我们曾是同一间公司的同事,而她是我同寝室两年的室友,她开朗、活泼,很会料理家务,会煲汤煮饭,也常常做一起滋补的食材与同事分享。她的理想是努力工作多赚钱,然后找心爱的男人结婚、生孩子,做一个贤妻良母,也做一个事业有成的职业女性。
我们在那家公司先后离职,她去了外地,而我留在当地顺利的恋爱、结婚。她从湖北连夜赶来参加我的婚礼,婚礼上的穿着婚纱的我从来没有如此美丽,脖子上戴着她送我一条非常圆润的珍珠项链,而我早已忽略了她强装笑颜下黯然伤神的表情。
三年后,我去广州看她的时候,她的身边有一个两岁男孩,那个孩子只比我的女儿小几个月,她不再工作,在租来的房子里独自一人带着孩子生活,没有工作。我记得她曾用多年的积蓄,付首付买过一套公寓,一直在交月供,她说卖掉了,她对孩子的父亲只字不提,却对孩子的成长如数家珍。
我们的孩子四五岁的时候,我们又相见了,她的儿子正在私立的贵族学校上幼儿园,一年的学费比我一年的工资还要高很多,她在广州又买了套房子,她依然还是没有工作。
我们的孩子都十岁了,隔一段时间她会来东莞玩,每次都带着她的儿子,孩子四年级,在私立双语学校读书,英语棒棒的,很有礼貌,很阳光的男孩。

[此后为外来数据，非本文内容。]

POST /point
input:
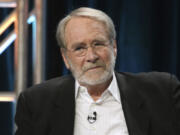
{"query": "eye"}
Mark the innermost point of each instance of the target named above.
(79, 48)
(98, 44)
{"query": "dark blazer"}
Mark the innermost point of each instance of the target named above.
(151, 104)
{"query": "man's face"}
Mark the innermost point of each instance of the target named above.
(89, 55)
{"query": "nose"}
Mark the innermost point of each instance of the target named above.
(91, 55)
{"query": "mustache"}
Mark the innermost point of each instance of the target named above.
(93, 65)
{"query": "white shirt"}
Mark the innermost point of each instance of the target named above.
(110, 118)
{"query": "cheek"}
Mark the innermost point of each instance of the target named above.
(106, 56)
(76, 62)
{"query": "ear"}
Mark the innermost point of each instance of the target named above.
(64, 56)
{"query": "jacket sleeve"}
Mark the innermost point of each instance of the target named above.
(176, 102)
(23, 117)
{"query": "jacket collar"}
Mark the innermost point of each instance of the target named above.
(133, 105)
(63, 111)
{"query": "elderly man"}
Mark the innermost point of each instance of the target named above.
(96, 100)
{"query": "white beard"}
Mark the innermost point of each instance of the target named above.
(108, 72)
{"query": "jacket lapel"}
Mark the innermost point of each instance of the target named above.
(134, 108)
(63, 111)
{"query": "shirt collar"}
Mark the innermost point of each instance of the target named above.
(113, 88)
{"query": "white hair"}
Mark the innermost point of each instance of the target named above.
(95, 14)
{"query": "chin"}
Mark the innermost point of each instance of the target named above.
(95, 79)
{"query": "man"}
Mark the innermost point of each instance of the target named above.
(96, 99)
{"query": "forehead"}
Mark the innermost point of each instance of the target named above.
(83, 28)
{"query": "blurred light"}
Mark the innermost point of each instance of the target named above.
(7, 42)
(7, 97)
(8, 21)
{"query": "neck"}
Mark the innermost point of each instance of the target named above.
(95, 91)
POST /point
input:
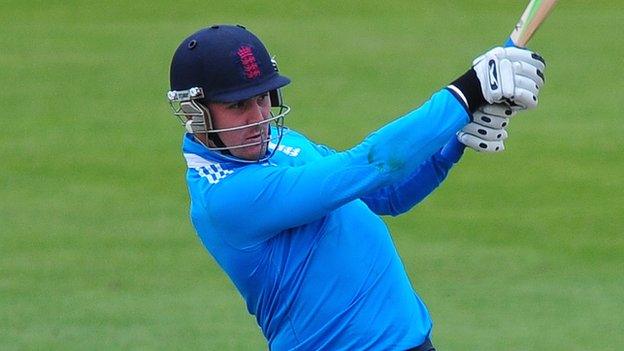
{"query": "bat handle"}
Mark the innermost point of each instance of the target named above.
(509, 43)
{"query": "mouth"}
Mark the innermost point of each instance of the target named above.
(256, 138)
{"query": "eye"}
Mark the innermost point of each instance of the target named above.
(237, 105)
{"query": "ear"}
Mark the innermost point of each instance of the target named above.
(188, 126)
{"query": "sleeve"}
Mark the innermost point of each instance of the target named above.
(257, 202)
(400, 197)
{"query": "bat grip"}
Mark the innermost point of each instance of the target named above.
(509, 43)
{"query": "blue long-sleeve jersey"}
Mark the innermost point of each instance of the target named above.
(301, 237)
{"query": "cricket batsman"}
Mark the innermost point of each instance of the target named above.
(296, 225)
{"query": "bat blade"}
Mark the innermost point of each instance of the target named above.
(533, 16)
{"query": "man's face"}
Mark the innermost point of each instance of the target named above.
(236, 114)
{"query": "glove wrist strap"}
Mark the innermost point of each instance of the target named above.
(470, 87)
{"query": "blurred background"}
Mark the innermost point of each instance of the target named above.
(522, 250)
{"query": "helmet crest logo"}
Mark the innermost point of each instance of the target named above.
(248, 61)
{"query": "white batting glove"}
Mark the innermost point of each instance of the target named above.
(510, 75)
(487, 131)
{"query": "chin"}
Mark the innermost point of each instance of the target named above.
(252, 153)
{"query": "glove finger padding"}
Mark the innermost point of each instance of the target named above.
(515, 54)
(485, 133)
(480, 145)
(510, 75)
(490, 121)
(500, 110)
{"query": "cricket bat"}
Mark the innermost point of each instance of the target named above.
(533, 16)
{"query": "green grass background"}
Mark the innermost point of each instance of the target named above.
(518, 251)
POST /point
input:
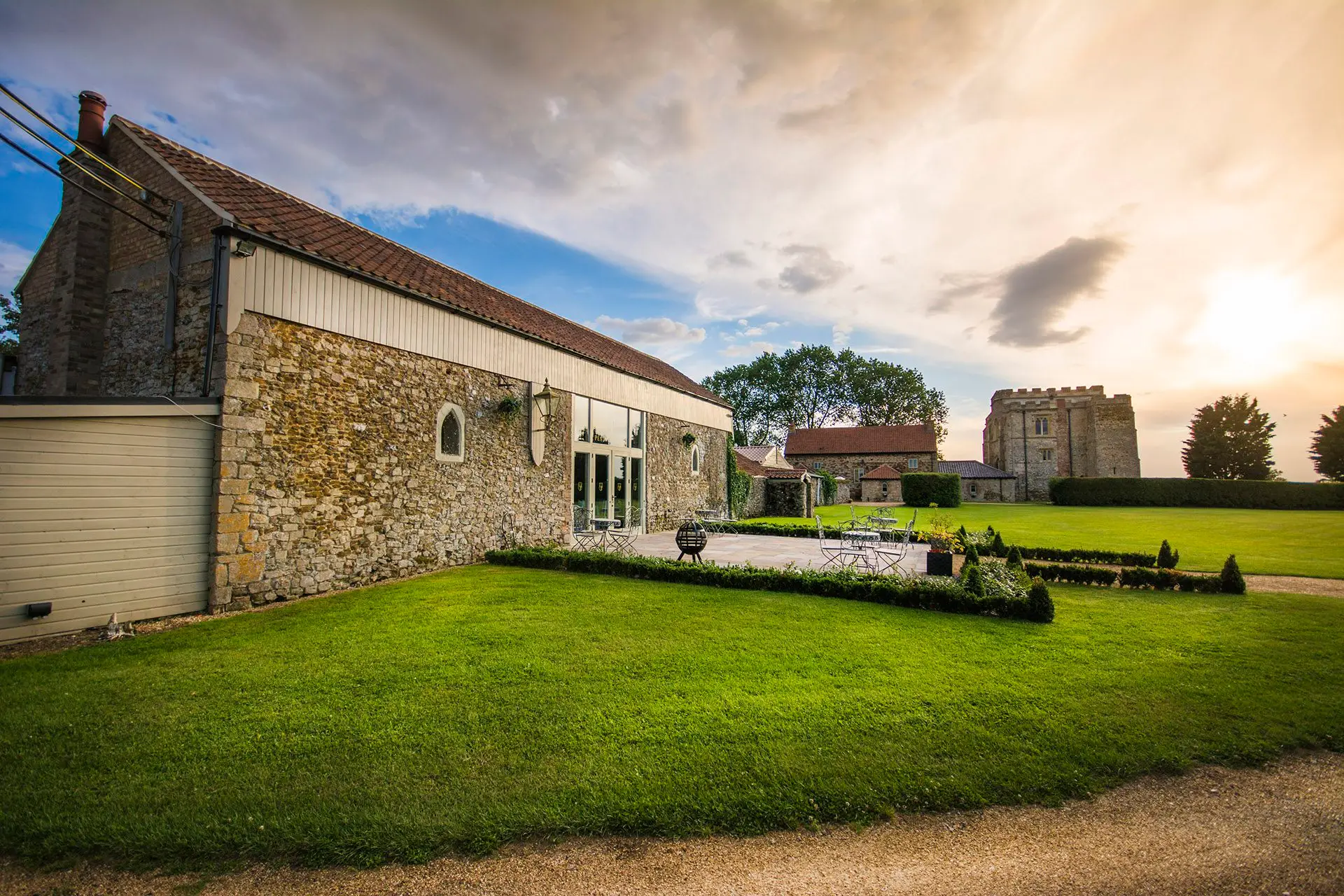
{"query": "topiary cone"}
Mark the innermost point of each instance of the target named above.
(1231, 580)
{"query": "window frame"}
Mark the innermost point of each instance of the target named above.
(440, 454)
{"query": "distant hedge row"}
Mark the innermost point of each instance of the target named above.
(1228, 582)
(924, 593)
(923, 489)
(1211, 493)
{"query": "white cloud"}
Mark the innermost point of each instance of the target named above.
(14, 261)
(651, 331)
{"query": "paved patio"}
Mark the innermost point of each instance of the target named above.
(761, 551)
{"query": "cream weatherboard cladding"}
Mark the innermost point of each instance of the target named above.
(102, 514)
(293, 289)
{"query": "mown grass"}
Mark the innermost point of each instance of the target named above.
(463, 710)
(1306, 543)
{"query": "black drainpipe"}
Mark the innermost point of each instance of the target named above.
(216, 289)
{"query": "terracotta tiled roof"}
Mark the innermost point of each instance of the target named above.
(860, 440)
(298, 223)
(974, 470)
(752, 468)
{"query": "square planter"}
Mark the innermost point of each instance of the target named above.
(939, 564)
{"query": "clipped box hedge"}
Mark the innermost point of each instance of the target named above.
(1211, 493)
(923, 489)
(924, 593)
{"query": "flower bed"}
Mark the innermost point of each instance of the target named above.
(945, 596)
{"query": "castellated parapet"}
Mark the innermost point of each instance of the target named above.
(1041, 433)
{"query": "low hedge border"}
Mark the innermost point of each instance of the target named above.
(1058, 555)
(1212, 493)
(945, 596)
(1129, 578)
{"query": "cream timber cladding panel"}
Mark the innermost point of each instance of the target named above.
(292, 289)
(102, 514)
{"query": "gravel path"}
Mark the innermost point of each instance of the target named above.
(1215, 830)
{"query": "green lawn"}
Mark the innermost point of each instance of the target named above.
(1266, 542)
(463, 710)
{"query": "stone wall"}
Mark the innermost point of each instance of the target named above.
(328, 477)
(872, 491)
(96, 298)
(787, 498)
(988, 489)
(755, 505)
(1089, 434)
(673, 491)
(853, 466)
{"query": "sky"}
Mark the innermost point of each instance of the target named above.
(1147, 195)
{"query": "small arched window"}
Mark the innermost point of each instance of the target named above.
(452, 434)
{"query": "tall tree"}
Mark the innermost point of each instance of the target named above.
(1328, 447)
(1228, 440)
(813, 386)
(10, 311)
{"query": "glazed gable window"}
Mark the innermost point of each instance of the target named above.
(451, 426)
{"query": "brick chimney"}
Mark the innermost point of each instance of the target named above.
(66, 289)
(93, 108)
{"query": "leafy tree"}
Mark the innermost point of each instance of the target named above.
(10, 309)
(1231, 580)
(1328, 447)
(813, 386)
(1228, 440)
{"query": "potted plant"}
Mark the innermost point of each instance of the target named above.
(942, 543)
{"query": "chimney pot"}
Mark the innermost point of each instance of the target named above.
(92, 111)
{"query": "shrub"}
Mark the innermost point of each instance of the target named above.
(926, 593)
(1231, 580)
(1041, 608)
(974, 580)
(1088, 555)
(1214, 493)
(1168, 580)
(1073, 574)
(925, 489)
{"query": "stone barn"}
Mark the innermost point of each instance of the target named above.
(848, 451)
(305, 405)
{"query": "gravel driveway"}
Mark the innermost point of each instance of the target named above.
(1215, 830)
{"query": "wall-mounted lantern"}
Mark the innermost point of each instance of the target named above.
(543, 409)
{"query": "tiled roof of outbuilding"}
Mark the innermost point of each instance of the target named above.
(298, 223)
(860, 440)
(974, 470)
(753, 468)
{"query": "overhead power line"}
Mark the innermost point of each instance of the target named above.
(74, 143)
(76, 183)
(73, 162)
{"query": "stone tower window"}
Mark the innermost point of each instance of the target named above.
(452, 434)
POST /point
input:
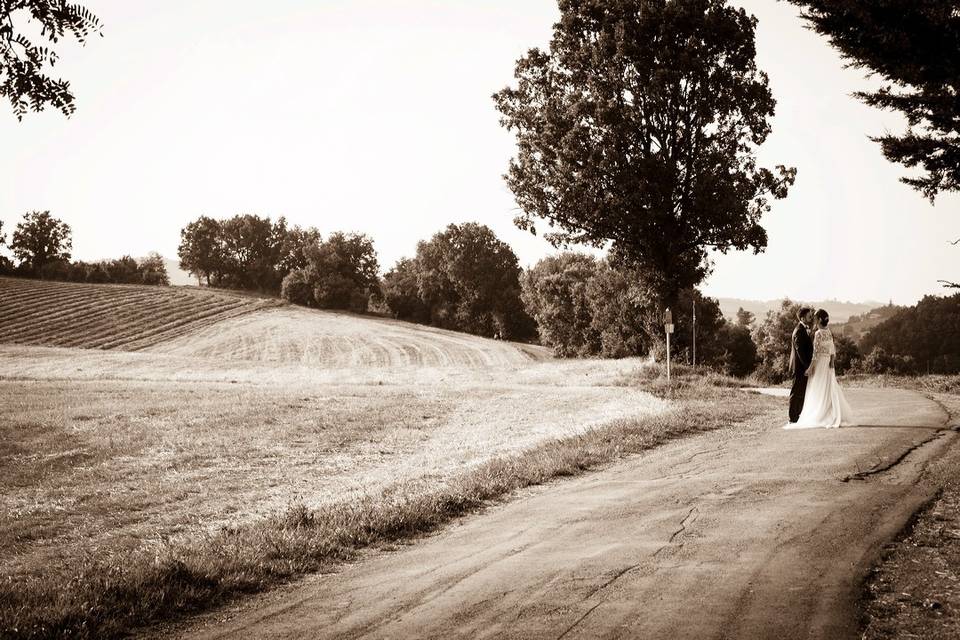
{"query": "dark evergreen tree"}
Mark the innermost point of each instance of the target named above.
(914, 47)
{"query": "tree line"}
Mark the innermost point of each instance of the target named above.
(41, 244)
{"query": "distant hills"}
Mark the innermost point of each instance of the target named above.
(839, 311)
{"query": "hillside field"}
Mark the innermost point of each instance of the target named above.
(131, 417)
(115, 316)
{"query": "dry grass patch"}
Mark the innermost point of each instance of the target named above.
(121, 590)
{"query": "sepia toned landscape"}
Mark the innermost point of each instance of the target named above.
(553, 319)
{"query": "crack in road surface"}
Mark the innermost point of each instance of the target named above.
(783, 556)
(579, 620)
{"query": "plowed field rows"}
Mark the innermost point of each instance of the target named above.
(97, 316)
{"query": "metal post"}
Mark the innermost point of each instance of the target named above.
(694, 334)
(668, 327)
(668, 357)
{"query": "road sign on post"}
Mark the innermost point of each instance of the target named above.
(668, 325)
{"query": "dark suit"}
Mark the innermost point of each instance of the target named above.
(801, 352)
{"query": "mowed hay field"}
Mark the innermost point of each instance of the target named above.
(157, 436)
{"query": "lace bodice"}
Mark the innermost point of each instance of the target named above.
(823, 344)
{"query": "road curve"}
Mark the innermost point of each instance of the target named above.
(731, 534)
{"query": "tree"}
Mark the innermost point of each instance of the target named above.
(736, 352)
(848, 354)
(251, 251)
(914, 47)
(745, 318)
(401, 292)
(618, 309)
(772, 337)
(23, 80)
(153, 269)
(928, 333)
(638, 128)
(40, 239)
(297, 288)
(556, 294)
(340, 274)
(123, 270)
(202, 251)
(470, 281)
(5, 265)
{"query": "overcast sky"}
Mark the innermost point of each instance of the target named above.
(375, 116)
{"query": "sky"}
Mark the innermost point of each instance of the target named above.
(375, 116)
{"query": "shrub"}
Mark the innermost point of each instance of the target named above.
(296, 288)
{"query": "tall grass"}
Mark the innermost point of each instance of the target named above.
(115, 594)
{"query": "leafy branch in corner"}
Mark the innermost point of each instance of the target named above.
(23, 77)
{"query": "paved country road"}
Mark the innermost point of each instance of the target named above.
(749, 533)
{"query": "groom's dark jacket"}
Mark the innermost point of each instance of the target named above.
(801, 351)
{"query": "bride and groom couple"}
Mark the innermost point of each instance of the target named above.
(816, 399)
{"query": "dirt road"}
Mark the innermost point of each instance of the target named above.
(757, 533)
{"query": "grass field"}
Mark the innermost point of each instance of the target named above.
(125, 468)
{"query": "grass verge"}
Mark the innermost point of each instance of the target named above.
(113, 595)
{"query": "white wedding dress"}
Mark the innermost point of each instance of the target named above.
(824, 404)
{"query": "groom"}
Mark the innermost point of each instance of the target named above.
(801, 352)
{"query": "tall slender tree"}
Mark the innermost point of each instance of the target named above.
(638, 128)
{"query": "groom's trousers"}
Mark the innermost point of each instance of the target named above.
(797, 393)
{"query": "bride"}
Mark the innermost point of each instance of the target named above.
(824, 405)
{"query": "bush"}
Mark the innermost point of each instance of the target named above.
(738, 353)
(296, 288)
(848, 354)
(773, 339)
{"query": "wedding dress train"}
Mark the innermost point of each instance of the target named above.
(824, 404)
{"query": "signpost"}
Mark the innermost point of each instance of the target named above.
(694, 333)
(668, 325)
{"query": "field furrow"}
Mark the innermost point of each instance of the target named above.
(93, 316)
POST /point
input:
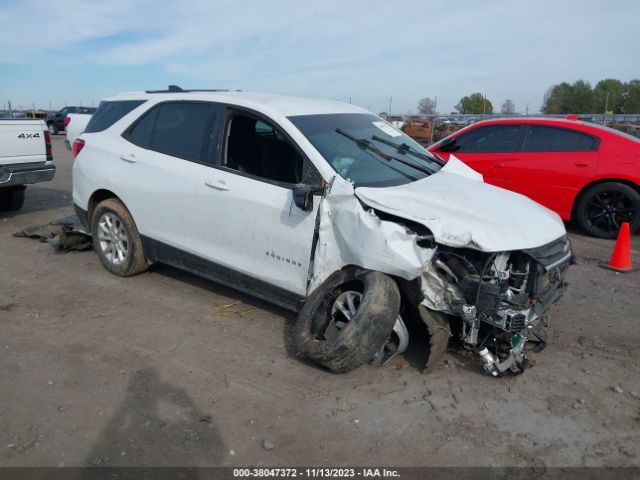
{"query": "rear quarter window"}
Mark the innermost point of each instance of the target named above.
(555, 139)
(181, 129)
(184, 129)
(109, 113)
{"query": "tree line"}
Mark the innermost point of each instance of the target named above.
(608, 96)
(475, 103)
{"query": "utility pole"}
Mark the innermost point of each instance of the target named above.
(433, 118)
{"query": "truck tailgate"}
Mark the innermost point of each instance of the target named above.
(22, 141)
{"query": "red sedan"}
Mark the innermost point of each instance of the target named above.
(581, 170)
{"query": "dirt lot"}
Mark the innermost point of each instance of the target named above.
(168, 369)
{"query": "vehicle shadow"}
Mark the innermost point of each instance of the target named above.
(157, 425)
(39, 199)
(202, 283)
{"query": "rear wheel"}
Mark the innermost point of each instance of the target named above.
(604, 207)
(116, 239)
(12, 199)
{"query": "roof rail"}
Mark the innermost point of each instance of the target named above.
(177, 89)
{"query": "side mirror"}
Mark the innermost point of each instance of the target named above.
(448, 145)
(303, 197)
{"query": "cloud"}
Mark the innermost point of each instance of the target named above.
(368, 50)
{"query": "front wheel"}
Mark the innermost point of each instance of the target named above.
(347, 320)
(116, 239)
(604, 207)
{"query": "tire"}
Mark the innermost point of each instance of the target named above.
(12, 199)
(603, 208)
(360, 338)
(116, 239)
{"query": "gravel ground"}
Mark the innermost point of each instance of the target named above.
(168, 369)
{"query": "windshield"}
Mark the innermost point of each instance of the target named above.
(366, 150)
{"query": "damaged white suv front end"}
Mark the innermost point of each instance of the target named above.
(479, 264)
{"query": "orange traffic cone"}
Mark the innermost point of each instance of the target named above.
(621, 255)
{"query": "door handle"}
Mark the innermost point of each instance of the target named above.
(217, 184)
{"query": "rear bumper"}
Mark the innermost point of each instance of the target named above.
(24, 174)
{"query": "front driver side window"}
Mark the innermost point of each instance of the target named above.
(257, 148)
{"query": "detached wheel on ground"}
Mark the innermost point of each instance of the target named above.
(116, 239)
(603, 208)
(12, 199)
(347, 320)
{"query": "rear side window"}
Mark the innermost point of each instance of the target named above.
(180, 129)
(553, 139)
(142, 132)
(493, 139)
(109, 113)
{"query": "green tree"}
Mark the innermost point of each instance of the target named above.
(609, 95)
(582, 98)
(556, 100)
(426, 106)
(631, 102)
(508, 107)
(578, 97)
(475, 103)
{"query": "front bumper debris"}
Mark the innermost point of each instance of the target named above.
(497, 298)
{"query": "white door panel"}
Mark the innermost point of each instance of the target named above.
(163, 193)
(255, 228)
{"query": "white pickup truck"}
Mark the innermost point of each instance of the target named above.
(26, 157)
(75, 123)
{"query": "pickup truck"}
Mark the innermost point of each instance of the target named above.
(55, 121)
(26, 157)
(75, 123)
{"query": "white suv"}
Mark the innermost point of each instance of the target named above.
(325, 209)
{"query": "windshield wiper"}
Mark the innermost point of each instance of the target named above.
(366, 144)
(406, 148)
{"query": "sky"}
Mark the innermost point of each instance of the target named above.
(369, 53)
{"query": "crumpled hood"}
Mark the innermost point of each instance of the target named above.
(463, 211)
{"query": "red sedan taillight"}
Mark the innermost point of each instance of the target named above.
(76, 148)
(47, 143)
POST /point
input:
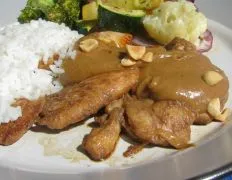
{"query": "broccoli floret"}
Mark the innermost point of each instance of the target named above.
(59, 11)
(72, 7)
(30, 13)
(58, 14)
(35, 9)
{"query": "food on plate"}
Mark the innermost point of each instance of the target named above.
(78, 101)
(161, 123)
(140, 71)
(12, 131)
(89, 11)
(175, 19)
(25, 49)
(124, 20)
(61, 11)
(101, 141)
(185, 76)
(157, 19)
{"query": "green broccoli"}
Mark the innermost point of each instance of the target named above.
(35, 9)
(72, 7)
(59, 11)
(58, 14)
(30, 13)
(43, 5)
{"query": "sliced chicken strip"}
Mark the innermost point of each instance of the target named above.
(161, 123)
(101, 142)
(77, 102)
(14, 130)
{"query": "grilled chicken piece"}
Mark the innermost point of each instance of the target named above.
(101, 142)
(161, 123)
(79, 101)
(14, 130)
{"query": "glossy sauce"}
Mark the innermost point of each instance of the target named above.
(179, 77)
(176, 75)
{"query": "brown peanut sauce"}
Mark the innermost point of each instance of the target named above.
(179, 77)
(176, 77)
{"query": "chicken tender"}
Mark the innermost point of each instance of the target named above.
(14, 130)
(101, 142)
(161, 123)
(77, 102)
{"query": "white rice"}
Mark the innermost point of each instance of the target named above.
(22, 46)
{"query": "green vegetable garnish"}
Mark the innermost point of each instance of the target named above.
(59, 11)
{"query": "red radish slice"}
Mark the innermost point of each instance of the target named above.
(143, 42)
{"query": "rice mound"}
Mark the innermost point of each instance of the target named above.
(22, 47)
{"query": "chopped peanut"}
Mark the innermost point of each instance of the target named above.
(127, 62)
(225, 114)
(212, 77)
(214, 107)
(148, 57)
(136, 52)
(88, 45)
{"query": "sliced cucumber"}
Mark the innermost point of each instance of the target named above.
(147, 4)
(119, 19)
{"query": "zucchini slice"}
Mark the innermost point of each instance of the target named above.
(119, 19)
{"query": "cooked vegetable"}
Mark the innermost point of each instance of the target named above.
(59, 11)
(175, 19)
(147, 4)
(29, 13)
(126, 4)
(58, 15)
(72, 8)
(119, 19)
(89, 11)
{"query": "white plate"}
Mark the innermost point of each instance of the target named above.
(25, 159)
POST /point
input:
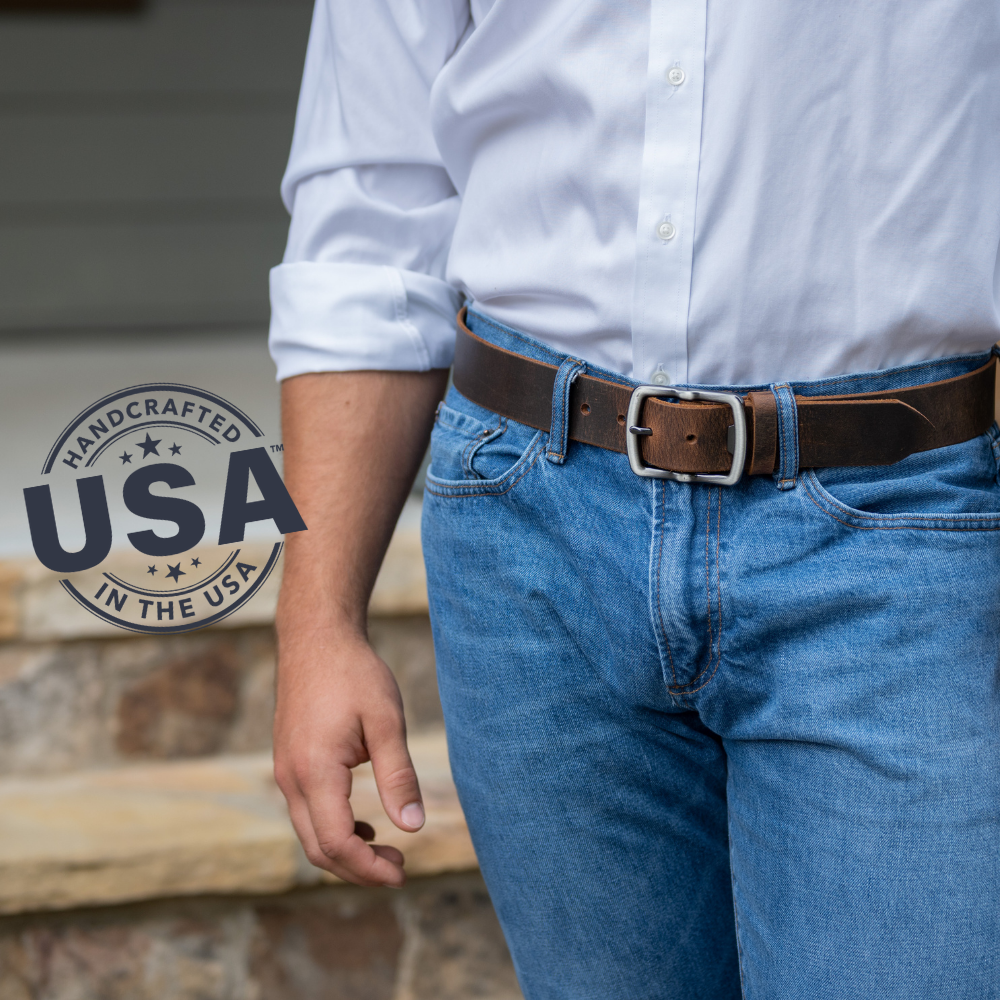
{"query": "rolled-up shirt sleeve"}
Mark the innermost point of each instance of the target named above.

这次应她邀请我们全家去广州玩,她为我订好了酒店房间,又请我们喝早茶、吃晚饭。她依然没有工作,住在一个时尚豪华的小区里面,她的房子一百五十平米。这套房子是三年前买的,一百三十万,她付了八十万首期,月供七千元,随着房价的水涨船高,保守估值接近二百万。她拥有楼下健身房的会员卡,除了每周几次接送孩子上下学、上兴趣班之外,她会和其他的主妇一样,有时间的时候练练瑜伽,跳跳肚皮舞,每天也会走上一万步,以达到锻炼身体的目的。
她告诉我,当初知道对方有家庭的时候,她刚刚知道自己怀孕,已经在医院交了手术费,准备好了做流产的手术,可医生告诉她她的子宫内生了瘤子,如果切除后再也不会有孩子,她想一个女人一生如果不生孩子是一种遗憾,她是冒着生命的危险生下这个孩子的,她带着孩子回了老家,想过再也不出来了。
孩子的父亲还是间接知道了她和孩子的存在。为了孩子的教育,她不能把孩子放在乡下读乡村的学校,也接受不了邻里之间的指指点点,于是她同意回到广州生活。那个男人愿意为儿子花钱,供孩子读昂贵的私立学校,可能够提供给她的只是每月三千块的生活费。
她因为第一套房子买得早,转手卖掉的时候赚了二十多万差价,便在学校附近另外购买了一套大房子,房价总是不断上涨,她转手又卖掉房子,又赚了六十万的差价。为了自己和儿子的未来,她购买了现在的小区,哄着那个男人每月支付房子的月供。她有时也会煲点养生汤,等待那个男人每月过来喝汤,然后再支付她下个月的生活费。
尽管那个男人事业有成,可赚到的钱都不属于她,这点她实在太明白,可自己因为带着孩子上学也无法工作,才会用一些小手段为自己和孩子的未来做打算。于是男人为她和孩子购买了社保、商保,她的名下也有一部男人淘汰的车子,用于接送孩子上下学,男人承诺只要她安心的带好儿子,过段时候再买一部新车给她。男人很喜欢自己的孩子,因为孩子也对她挺好。
她过着女人理想的生活,慢慢习惯了不工作的日子,可我依然记得当年的她穿着修身的套装与高跟鞋在公司里走来走去的身影。
她说这条路并不好走,她知道自己走错了路,也从来没有打扰过孩子父亲正常的家庭生活,如果当初还有其他选择,她依然愿意正常的恋爱、结婚、工作,凭自己的本事也一样生活得挺好。她只想儿子读中学后可以寄宿,不需要接送,她就可以找一份工作,否则会与这个社会脱节,失去生存的能力。